Também nesta hora de muita felicidade para a EPA, não poderia deixar sem uma palavra de agradecimento muito reconhecido a todos os nossos colaboradores, desde os que ocupam os mais altos postos aos de mais humilde posição. A todos eu desejo apresentar, por mim e pelos membros dos Conselhos de Gerência e Fiscal, e creio bem que interpreto também o sentir de todos os associados, as melhores saudações e os mais sinceros agradecimentos.

Eis, minhas Senhoras e meus Senhores, referida em largos traços a história da EPA e a razão que nos levou a solicitar a presença tão agradável e honrosa de V. Ex.as, incómodo que nos permitimos esperar nos seja relevado, com a aceitação dos nossos mais sinceros e rendidos agradecimentos por tão grande distinção.

E renovo especiais saudações aos Ex.mos Senhores Subsecretário de Estado da Indústria, Vigário Geral, Governador Civil de Aveiro e Delegado do Governo junto dos Organismos das Pescas, que com a sua presença tanto brilho vieram dar a este festivo almoço, onde, irmanados pelo mesmo ideal de boa e útil colaboração, se encontram sentados à mesma mesa patrões, empregados e operários da Empresa de Pesca de Aveiro.

/ 31 / Permitam-me ainda minhas Senhoras e meus Senhores, por último e como prova de muita admiração e de muita consideração, saudar a Imprensa aqui representada pelos quatro semanários de Aveiro e Ílhavo, e pelos diários de Lisboa e Porto.

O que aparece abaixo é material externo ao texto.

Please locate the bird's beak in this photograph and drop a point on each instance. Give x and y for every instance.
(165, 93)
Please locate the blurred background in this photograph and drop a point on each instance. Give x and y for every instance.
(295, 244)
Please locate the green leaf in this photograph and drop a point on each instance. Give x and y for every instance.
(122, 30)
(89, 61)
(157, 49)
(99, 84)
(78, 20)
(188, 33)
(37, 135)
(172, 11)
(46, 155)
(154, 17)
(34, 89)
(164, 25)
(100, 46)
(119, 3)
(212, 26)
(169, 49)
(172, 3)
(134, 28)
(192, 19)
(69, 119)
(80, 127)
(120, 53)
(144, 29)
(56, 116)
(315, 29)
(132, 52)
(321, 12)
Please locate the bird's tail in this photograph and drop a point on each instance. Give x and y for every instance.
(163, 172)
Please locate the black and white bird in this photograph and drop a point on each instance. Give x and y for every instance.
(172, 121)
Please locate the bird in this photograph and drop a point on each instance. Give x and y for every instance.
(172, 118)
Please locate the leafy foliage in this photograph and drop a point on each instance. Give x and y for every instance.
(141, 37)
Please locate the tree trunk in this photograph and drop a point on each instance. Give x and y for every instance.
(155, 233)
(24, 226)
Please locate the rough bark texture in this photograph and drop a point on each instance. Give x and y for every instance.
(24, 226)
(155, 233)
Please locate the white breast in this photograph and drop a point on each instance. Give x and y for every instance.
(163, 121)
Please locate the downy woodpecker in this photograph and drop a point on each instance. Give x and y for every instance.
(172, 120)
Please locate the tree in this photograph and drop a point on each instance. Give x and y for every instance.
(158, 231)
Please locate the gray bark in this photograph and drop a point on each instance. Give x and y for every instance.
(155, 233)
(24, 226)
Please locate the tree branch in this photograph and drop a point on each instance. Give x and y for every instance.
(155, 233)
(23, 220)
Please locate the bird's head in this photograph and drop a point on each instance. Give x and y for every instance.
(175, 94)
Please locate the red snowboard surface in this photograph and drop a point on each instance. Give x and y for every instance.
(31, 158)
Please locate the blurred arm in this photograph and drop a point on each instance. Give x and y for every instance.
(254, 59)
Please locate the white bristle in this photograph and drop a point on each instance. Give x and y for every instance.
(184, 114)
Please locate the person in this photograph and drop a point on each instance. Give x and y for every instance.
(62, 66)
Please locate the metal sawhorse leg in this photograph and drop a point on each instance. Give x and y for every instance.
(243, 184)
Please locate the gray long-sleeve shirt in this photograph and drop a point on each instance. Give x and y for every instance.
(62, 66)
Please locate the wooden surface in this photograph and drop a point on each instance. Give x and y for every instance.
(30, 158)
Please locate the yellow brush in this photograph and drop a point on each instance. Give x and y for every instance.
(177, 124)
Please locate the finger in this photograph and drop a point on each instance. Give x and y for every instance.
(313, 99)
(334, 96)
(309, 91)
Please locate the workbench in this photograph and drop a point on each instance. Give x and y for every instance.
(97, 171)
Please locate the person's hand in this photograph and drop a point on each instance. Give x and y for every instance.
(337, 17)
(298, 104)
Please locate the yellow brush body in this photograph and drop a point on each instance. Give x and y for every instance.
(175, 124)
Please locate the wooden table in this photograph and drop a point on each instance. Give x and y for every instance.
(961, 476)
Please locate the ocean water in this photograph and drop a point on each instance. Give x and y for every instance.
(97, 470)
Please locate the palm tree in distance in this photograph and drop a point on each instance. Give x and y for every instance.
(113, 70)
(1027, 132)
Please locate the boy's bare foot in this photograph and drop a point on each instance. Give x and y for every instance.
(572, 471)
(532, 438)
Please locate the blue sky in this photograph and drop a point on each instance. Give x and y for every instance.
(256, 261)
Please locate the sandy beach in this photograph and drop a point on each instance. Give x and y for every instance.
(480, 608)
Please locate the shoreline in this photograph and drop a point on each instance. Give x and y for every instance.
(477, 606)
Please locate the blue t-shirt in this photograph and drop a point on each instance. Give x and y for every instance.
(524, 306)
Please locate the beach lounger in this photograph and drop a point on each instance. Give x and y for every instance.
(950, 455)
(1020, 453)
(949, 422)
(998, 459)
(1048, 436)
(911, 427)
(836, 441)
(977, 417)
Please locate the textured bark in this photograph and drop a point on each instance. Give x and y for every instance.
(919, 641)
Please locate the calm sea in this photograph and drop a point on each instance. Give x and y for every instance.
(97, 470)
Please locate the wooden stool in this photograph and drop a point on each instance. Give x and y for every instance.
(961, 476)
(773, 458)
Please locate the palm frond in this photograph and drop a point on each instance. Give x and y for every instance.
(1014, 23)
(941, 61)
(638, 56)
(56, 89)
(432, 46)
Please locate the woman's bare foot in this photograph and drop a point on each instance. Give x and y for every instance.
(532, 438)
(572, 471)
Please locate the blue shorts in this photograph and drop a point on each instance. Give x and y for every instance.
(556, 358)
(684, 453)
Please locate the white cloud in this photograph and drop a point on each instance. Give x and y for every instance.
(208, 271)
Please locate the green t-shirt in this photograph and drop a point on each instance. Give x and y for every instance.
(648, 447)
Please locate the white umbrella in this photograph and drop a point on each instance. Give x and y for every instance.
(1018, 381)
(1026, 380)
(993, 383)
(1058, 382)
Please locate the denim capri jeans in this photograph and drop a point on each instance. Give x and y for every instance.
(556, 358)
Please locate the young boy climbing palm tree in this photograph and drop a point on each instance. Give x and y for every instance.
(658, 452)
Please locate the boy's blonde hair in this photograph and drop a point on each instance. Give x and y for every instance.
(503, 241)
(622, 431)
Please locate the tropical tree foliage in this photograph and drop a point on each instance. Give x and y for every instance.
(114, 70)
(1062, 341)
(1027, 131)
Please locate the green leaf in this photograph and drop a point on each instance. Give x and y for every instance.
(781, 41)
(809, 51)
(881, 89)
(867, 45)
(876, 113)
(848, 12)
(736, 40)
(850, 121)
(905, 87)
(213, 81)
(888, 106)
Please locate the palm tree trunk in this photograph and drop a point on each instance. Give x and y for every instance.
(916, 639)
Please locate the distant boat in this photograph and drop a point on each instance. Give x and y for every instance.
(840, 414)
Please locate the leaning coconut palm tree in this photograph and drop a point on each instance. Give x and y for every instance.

Sempre com boa disposição, estes homens da imprensa não olham a sacrifícios de toda a ordem, e até muitas vezes da sua própria vida, para poderem fazer a reportagem de todos os factos da vida nacional, satisfazendo o anseio do público, sempre ávido de notícias.

E é ainda à Imprensa, que, nestes momentos críticos, e posso dizer históricos para o nosso País, em referência às nossas Províncias Ultramarinas, todos nós portugueses devemos ser gratos pela forma persistente e elevada como tem colaborado com o Governo da Nação, na defesa do nosso Património Ultramarino. Aos representantes da Imprensa aqui presentes um grande abraço de agradecimento pela sua vinda a este festivo almoço.

No final do seu discurso. constantemente interrompido por calorosos aplausos, o Sr. Egas Salgueiro foi abraçado comovidamente pelo Sr. Alfredo Esteves, seu companheiro desde início à frente dos destinos da EPA. o que motivou nova e vibrante aclamação.